Alle beschriebenen Verlaufsmodelle sind nicht mehr (und nicht weniger) als eben dies: Beispiele musikpädagogischer Arbeit in verschiedenen Kontexten und mit unterschiedlichen Zielgruppen. Auch wenn die dargestellten Abläufe aus den Erfahrungen der praktischen Arbeit entstanden sind, handelt es sich mehr um Anregungen prinzipieller Art, die andere Unterrichtende an eigene Bedürfnisse anpassen werden müssen.
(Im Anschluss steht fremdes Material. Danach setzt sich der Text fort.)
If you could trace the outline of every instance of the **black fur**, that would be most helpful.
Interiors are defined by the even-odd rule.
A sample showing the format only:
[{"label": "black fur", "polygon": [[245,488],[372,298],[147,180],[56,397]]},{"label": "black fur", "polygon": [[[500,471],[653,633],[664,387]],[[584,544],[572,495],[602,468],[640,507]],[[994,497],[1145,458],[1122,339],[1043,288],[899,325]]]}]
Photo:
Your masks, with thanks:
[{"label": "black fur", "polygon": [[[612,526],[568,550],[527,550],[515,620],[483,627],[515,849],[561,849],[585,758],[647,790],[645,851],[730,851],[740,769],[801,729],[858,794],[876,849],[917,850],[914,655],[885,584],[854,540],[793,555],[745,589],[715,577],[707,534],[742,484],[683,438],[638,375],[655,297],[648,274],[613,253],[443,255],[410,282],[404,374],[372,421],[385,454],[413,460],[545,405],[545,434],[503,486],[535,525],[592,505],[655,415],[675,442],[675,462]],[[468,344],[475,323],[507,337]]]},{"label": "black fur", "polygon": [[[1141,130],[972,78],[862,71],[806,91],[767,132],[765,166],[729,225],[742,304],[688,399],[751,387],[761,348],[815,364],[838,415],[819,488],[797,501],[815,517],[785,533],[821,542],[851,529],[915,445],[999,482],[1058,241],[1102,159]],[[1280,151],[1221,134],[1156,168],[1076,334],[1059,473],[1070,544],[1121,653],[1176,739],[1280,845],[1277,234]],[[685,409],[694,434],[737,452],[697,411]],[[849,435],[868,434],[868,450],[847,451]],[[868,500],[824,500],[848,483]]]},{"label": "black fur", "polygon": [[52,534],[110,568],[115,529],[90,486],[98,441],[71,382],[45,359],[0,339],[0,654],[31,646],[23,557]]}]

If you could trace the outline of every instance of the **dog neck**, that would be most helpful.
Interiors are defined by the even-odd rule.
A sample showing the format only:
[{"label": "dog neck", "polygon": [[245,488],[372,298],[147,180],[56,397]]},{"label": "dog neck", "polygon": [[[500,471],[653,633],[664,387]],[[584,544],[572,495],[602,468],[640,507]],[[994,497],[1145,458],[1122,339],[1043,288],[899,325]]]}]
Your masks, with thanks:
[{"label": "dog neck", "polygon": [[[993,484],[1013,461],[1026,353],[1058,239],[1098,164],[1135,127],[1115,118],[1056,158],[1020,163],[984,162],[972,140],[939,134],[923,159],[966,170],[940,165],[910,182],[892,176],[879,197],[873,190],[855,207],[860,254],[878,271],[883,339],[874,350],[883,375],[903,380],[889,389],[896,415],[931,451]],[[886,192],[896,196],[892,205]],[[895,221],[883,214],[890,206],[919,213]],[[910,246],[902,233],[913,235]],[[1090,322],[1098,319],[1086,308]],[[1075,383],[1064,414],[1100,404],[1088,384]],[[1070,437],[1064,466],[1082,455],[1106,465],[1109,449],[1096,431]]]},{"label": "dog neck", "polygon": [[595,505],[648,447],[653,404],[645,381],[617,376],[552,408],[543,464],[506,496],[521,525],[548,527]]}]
Aktuelle Ziele, Vorerfahrungen, Gruppensituationen, individuelle Umstände und andere Faktoren werden dazu führen, dass die beschriebenen Unterrichtsverläufe modifiziert, umgeformt und auf andere Inhalte übertragen werden. Ziel der Darstellung ist allein zu illustrieren, wie die theoretisch erarbeiteten Prinzipien rhythmisch-metrischer Unterweisung in konkreten Unterrichtsverläufen aussehen können.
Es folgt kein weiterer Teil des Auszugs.